Retail banks generally serve individuals and small- or medium-sized businesses. A retail bank typically provides a range of basic and essential financial services, such as checking and savings accounts, mortgages, auto loans and other consumer and small-business lending. It also offers services such as cashier's checks, ATM access, credit cards and safe-deposit boxes, as well as investments like certificates of deposit or money market funds. When you go to your local bank branch to deposit checks or break a $100 bill, you're probably going to a retail bank. While the traditional retail bank is an institution with brick-and-mortar branch offices, several now operate exclusively online.
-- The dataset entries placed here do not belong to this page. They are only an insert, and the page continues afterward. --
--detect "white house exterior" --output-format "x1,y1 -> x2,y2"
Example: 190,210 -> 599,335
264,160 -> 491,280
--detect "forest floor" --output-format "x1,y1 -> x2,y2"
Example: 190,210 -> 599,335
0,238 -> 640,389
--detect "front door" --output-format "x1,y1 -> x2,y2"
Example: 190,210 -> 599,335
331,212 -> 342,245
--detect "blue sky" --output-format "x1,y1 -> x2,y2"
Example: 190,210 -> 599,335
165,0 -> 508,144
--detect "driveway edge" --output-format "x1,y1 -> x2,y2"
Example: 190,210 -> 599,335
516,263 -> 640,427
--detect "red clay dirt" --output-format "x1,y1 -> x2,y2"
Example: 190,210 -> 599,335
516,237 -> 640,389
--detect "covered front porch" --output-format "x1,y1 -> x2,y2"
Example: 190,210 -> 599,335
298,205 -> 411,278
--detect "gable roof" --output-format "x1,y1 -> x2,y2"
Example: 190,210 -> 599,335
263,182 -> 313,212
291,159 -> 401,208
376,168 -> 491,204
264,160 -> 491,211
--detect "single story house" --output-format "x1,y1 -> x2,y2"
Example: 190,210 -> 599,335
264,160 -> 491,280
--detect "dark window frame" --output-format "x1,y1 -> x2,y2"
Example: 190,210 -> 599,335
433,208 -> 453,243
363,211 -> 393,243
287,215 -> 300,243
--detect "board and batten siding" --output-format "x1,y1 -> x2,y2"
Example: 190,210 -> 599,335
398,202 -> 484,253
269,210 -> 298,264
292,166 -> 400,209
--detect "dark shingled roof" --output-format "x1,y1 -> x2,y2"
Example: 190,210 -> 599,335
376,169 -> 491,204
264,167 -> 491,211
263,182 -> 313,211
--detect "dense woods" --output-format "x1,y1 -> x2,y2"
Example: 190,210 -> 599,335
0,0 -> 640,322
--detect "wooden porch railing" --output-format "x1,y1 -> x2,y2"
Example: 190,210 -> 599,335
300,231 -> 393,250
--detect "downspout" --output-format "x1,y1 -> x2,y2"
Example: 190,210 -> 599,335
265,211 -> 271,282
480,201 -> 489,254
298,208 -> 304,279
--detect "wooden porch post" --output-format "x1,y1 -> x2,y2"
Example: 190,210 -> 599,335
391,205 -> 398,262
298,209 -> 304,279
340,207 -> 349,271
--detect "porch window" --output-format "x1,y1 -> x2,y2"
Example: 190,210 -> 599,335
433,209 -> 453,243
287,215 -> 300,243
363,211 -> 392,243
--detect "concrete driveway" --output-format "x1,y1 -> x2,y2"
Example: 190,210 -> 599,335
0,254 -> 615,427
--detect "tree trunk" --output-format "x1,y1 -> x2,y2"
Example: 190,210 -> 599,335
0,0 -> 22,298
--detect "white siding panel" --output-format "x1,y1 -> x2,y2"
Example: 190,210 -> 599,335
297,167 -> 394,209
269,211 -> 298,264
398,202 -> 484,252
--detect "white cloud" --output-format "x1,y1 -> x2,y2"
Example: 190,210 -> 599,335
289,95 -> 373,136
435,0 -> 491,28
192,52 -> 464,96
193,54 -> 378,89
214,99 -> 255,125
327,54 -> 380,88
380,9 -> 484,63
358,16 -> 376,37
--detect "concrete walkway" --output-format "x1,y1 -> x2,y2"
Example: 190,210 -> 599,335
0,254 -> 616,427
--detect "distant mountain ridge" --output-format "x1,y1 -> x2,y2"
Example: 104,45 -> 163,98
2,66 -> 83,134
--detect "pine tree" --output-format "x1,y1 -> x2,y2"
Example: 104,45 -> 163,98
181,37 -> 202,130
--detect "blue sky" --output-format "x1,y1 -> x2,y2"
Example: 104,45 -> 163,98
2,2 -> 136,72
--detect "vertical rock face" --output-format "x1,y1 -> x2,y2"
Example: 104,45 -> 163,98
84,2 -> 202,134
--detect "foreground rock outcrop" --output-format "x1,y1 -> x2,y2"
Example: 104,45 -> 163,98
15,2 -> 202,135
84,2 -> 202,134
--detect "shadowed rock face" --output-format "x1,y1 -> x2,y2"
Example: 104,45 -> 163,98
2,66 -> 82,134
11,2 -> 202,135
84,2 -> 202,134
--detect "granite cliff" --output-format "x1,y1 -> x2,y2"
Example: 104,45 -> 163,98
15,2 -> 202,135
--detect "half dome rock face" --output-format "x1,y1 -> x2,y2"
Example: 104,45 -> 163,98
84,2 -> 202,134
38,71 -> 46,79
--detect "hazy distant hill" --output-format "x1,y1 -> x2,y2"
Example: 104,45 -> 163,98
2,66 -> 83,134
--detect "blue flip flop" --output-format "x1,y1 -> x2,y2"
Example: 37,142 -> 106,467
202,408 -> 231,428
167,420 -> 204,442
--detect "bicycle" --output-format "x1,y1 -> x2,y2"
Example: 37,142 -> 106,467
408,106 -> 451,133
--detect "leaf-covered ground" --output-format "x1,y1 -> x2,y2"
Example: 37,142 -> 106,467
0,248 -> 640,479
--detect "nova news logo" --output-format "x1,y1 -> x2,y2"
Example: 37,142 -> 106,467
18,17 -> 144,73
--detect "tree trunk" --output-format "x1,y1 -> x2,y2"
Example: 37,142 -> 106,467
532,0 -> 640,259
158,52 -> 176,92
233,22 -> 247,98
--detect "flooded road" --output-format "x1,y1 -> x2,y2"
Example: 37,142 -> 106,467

Corporate or "wholesale" banking refers to more complex services available to big companies, other banks, government agencies and large institutions such as colleges, charities or pension funds. These include cash-management services, such as tracking revenue and cash flow. Wholesale banks provide loans, frequently without collateral, or help assemble lenders to provide especially large amounts. They may arrange leases for vehicles and equipment, provide letters of credit or convert currencies. Wholesale banks provide their clients with retail-type services, too -- big companies still have to write checks, after all -- but are set up to do so on a much more massive scale. You'll sometimes see wholesale or corporate banking services referred to as commercial banking, though that term is more accurately used to distinguish both retail and wholesale banks from investment banks.
Investment banks work primarily in the capital markets helping companies obtain large-scale financing. This includes corporate underwriting, in which the bank helps a company raise money by issuing stock or selling bonds. The bank gauges the potential demand for such securities and lines up buyers for them. Investment banks also provide consulting and strategic services, assisting with mergers and acquisitions, asset dispositions, corporate restructurings and similar activities. These institutions commonly provide brokerage services and other asset-management functions to their clients as well.
Private banking is a special tier of service offered to wealthy customers. This involves a level of service beyond that offered by the typical retail banking operation. But their needs don't really mesh with the typical offerings of wholesale or investment banks. Private banking includes wealth-management services, investment support and advice, retirement and estate planning, and assistance in such activities as setting up trusts. To gain access to private banking, a depositor generally needs to have at least $500,000 in investable assets, which are funds available for immediate use. Some retail banks offer private banking services, as do some investment banks.